Re: [PATCH] pci_crash: capture PCI config space at panic time

Linux PCI subsystem development
 help / color / mirror / Atom feed

From: sashiko-bot@kernel.org
To: hangej <hangej@amazon.com>
Cc: linux-pci@vger.kernel.org
Subject: Re: [PATCH] pci_crash: capture PCI config space at panic time
Date: Wed, 13 May 2026 23:39:44 +0000	[thread overview]
Message-ID: <20260513233944.896FBC19425@smtp.kernel.org> (raw)
In-Reply-To: <20260512162402.1929687-1-hangej@amazon.com>

Thank you for your contribution! Sashiko AI review found 9 potential issue(s) to consider:
- [Critical] Deadlock in panic path due to global pci_lock acquisition.
- [High] Hardware error and recursive panic from accessing offline or D3cold devices.
- [High] Lockless array teardown and missing memory barriers cause Use-After-Free during panic.
- [High] Loss of intra-page offset in the physical pagemap for kmalloc-backed buffers.
- [Medium] Resource leak when all matched devices are hot-removed.
- [Medium] Uninitialized variable used in AER capture check.
- [Medium] Missing locking in sysfs capture parameter setter leads to data race.
- [Low] Ignoring strim() return value prevents stripping of leading whitespace.
- [Low] Commit message incorrectly claims the use of slab_is_available().
--

commit f80de92901e525b2a8355b2b6d9ab3d784f115db
Author: Johannes Hange <hangej@amazon.com>
Subject: pci_crash: capture PCI config space at panic time

This commit introduces CONFIG_PCI_CRASH to capture PCI configuration space
data during a kernel panic. The data is stored in a buffer that can be
extracted from the vmcore for post-mortem analysis.

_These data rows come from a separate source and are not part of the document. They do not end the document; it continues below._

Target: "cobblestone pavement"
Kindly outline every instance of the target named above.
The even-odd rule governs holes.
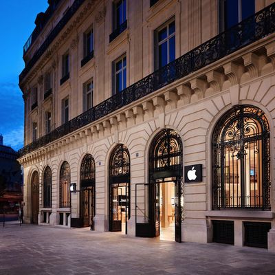
[[[275,254],[86,228],[0,224],[0,274],[275,274]]]

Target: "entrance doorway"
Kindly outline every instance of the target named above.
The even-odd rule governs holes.
[[[80,170],[80,222],[81,226],[94,229],[96,214],[96,166],[94,157],[86,154]]]
[[[130,155],[127,147],[118,144],[110,157],[109,230],[127,234],[130,208]]]
[[[135,184],[135,234],[182,242],[184,208],[182,142],[172,129],[150,146],[149,183]]]
[[[89,186],[80,191],[80,217],[83,227],[91,226],[94,217],[94,186]]]
[[[127,234],[129,216],[129,185],[126,183],[111,186],[111,231],[121,231]]]
[[[32,223],[38,224],[38,217],[39,212],[39,176],[38,173],[34,172],[32,177],[31,184],[32,195]]]
[[[160,239],[175,241],[175,182],[160,182]]]

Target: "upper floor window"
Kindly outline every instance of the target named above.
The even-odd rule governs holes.
[[[47,93],[52,89],[52,74],[47,72],[44,77],[44,93]]]
[[[223,32],[255,13],[255,0],[219,0],[220,31]]]
[[[94,31],[93,29],[88,30],[84,34],[84,57],[88,56],[94,51]]]
[[[52,113],[45,112],[45,133],[49,133],[52,129]]]
[[[69,98],[64,98],[62,100],[62,122],[66,123],[69,121]]]
[[[89,29],[83,34],[83,59],[81,67],[94,57],[94,30]]]
[[[127,28],[126,1],[126,0],[118,0],[113,3],[113,32],[109,36],[110,42],[118,37]]]
[[[113,2],[113,30],[118,29],[126,21],[126,1],[119,0]]]
[[[38,96],[38,91],[37,91],[37,87],[35,87],[32,89],[32,103],[34,104],[37,102],[37,96]]]
[[[215,126],[213,208],[270,209],[270,126],[264,112],[237,106]]]
[[[37,122],[32,122],[32,141],[37,140]]]
[[[126,59],[123,55],[117,59],[113,67],[113,94],[117,94],[126,88]]]
[[[175,58],[175,20],[170,20],[155,32],[155,69],[165,66]]]
[[[69,52],[62,56],[62,78],[60,85],[69,78]]]
[[[83,85],[83,109],[89,110],[93,107],[94,82],[92,80]]]
[[[31,109],[33,110],[34,108],[37,107],[37,101],[38,101],[38,89],[37,87],[35,87],[32,88],[32,107]]]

> diff --git a/Documentation/PCI/pci-crash-capture.rst b/Documentation/PCI/pci-crash-capture.rst
> index 0000000000000..35f676c2724b7
> --- /dev/null
> +++ b/Documentation/PCI/pci-crash-capture.rst
[ ... ]
> +- slab_is_available() guard in param setters prevents use-before-init
> +  when parameters are set via kernel command line.

This isn't a bug, but the commit message and documentation mention using
a slab_is_available() guard. It looks like the code actually uses
READ_ONCE(pci_crash_ready). Could this documentation be updated to
match the implementation?

> diff --git a/kernel/pci_crash.c b/kernel/pci_crash.c
> new file mode 100644
> index 0000000000000..8bbc9008fdc85
> --- /dev/null
> +++ b/kernel/pci_crash.c
[ ... ]
> +static int capture_param_set(const char *val, const struct kernel_param *kp)
> +{
> +	if (strlen(val) >= sizeof(capture))
> +		return -EINVAL;
> +	strscpy(capture, val, sizeof(capture));
> +	strim(capture);

Could concurrent sysfs writes from userspace cause data races here? The
devices_param_set() function protects the string modification with
pci_crash_lock, but it appears to be missing in this setter.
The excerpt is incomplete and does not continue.